Saturday, June 05, 2010

Cancer patients to be offered personalised drug therapies - Times Online

A pioneering approach to personalised cancer care where therapy is genetically tailored to individuals’ tumours is to be offered to NHS patients for the first time. Up to 6,000 cancer patients a year will have their tumours analysed for a wide range of genetic defects that can help doctors to choose the most effective therapy in an initiative that promises to transform the way the disease is treated, The Times has learnt.

The pilot scheme, to be launched in the autumn by Cancer Research UK, will examine how powerful genetic diagnostic techniques can best be rolled out across the NHS so that every cancer patient has the chance to benefit from the personalised treatment options they provide.

It will involve classifying individuals’ cancers according to the genetic mutations that drive them, rather than their position in the body. Smart drugs that target these mutations can be selected so that patients get the treatment that is most likely to work for them.

Scientists at the charity predict that this could become routine in as little as five years. As well as delivering better outcomes for patients, it should save the NHS money by reducing spending on expensive but ineffective therapies.

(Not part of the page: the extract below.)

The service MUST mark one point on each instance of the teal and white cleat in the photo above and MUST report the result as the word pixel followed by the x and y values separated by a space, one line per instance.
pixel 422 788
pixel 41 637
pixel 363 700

Harpal Kumar, chief executive of the charity, said: “We believe that cancer medicine has reached a point where increasingly the genetic characteristics of individuals’ tumours will and should dictate what treatments they receive. We now have enough genetic markers and drugs for this to make a real difference. It’s patently obvious that this is going to be the way of the future. In the long term, once the benefits are proven, the NHS should be doing this.”

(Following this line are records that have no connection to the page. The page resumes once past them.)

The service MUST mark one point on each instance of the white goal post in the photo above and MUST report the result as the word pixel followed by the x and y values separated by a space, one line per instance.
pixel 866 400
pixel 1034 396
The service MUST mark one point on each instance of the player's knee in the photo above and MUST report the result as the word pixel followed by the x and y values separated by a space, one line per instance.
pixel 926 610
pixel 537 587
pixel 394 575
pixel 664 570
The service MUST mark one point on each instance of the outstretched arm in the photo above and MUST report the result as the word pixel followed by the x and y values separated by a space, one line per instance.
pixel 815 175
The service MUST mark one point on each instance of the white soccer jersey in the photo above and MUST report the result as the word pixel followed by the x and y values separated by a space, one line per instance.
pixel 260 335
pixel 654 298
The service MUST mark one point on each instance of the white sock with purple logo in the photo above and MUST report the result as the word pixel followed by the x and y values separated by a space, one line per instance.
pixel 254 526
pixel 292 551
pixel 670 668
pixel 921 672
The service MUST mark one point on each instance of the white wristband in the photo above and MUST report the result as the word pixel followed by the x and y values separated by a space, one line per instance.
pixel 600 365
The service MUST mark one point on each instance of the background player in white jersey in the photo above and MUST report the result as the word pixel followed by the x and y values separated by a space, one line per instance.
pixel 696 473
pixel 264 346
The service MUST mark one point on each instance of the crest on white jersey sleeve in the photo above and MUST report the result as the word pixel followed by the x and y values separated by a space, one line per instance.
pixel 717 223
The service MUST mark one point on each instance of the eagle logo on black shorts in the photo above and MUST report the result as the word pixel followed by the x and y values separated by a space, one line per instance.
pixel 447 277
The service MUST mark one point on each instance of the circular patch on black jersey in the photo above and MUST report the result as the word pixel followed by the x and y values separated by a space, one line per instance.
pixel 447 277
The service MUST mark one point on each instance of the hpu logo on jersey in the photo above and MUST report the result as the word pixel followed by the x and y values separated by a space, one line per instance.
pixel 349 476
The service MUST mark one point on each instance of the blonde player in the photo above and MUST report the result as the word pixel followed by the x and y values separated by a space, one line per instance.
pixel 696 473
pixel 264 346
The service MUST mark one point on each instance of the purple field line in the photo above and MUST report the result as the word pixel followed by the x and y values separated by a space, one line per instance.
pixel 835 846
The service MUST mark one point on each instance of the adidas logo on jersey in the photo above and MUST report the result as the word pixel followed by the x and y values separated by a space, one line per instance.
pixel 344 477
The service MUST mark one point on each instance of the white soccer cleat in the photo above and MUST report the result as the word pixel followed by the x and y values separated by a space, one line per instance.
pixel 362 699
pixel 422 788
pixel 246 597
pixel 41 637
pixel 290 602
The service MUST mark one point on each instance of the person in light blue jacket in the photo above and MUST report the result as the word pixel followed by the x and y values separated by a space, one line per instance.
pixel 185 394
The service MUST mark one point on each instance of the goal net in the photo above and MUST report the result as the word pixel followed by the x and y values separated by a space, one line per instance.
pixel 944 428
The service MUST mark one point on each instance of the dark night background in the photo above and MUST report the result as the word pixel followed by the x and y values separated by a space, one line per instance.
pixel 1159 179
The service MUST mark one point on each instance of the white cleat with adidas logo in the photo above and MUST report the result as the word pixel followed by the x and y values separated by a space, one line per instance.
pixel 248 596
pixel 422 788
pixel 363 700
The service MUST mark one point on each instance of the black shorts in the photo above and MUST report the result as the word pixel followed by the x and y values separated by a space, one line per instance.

In the past few years about two dozen targeted cancer drugs that attack specific genetic mutations have been developed, such as Herceptin for breast cancers with defective HER2 genes. They are effective, however, only when a certain mutation is present, so tumours must be tested first.

At present, NHS provision of these tests is patchy, and few patients are tested for more than one mutation. The Cancer Research UK scheme will change this by establishing some six centres that test tumours systematically for multiple mutations.

Patients whose cancers appear similar can then be divided into genetic subgroups with different treatment strategies. Lung cancers, for example, can be driven by different mutations, such as EGFR and BRAF. A patient with an EGFR defect could be prescribed erlotinib, an EGFR inhibitor, while one who tests positive for BRAF could join a trial of PLX4032, an experimental drug that targets this mutation.

Cancer Research UK has set up a scientific advisory panel to decide which types of cancer to include in the pilot and which mutations to test for. A team led by James Peach, the charity’s director of stratified medicine, is examining similar initiatives that are already running in the United States. At Massachusetts General Hospital in Boston, every patient admitted with late stage lung, breast, gastrointestinal, brain and melanoma skin cancer is now tested for mutations in 13 genes, to guide treatment decisions. Details of its programme are reported today in Eureka magazine in The Times.

Dr Kumar said that Britain could offer similar services on a more comprehensive basis. “If we get this right, there is no reason to believe that the UK can’t lead the world in this area,” he said. The scheme could also assist the drugs industry with the design of clinical trials of new targeted therapies. Professor Mike Richards, the NHS national clinical director for cancer, described it as a very exciting development: “There’s no doubt that this is the way forward for the future. The experience ... we get from these centres will tell us a lot about what genes we should be looking at.”

Professor Mike Stratton, director of the Cancer Genome Project at the Wellcome Trust Sanger Institute, said: “Discoveries of new cancer genes, of new drug targets and of new ways to predict whether patients will respond to particular therapies are accelerating, but a major challenge is how to obtain the benefits of these advances for patients in the NHS. This initiative will form the basis for doing just that.”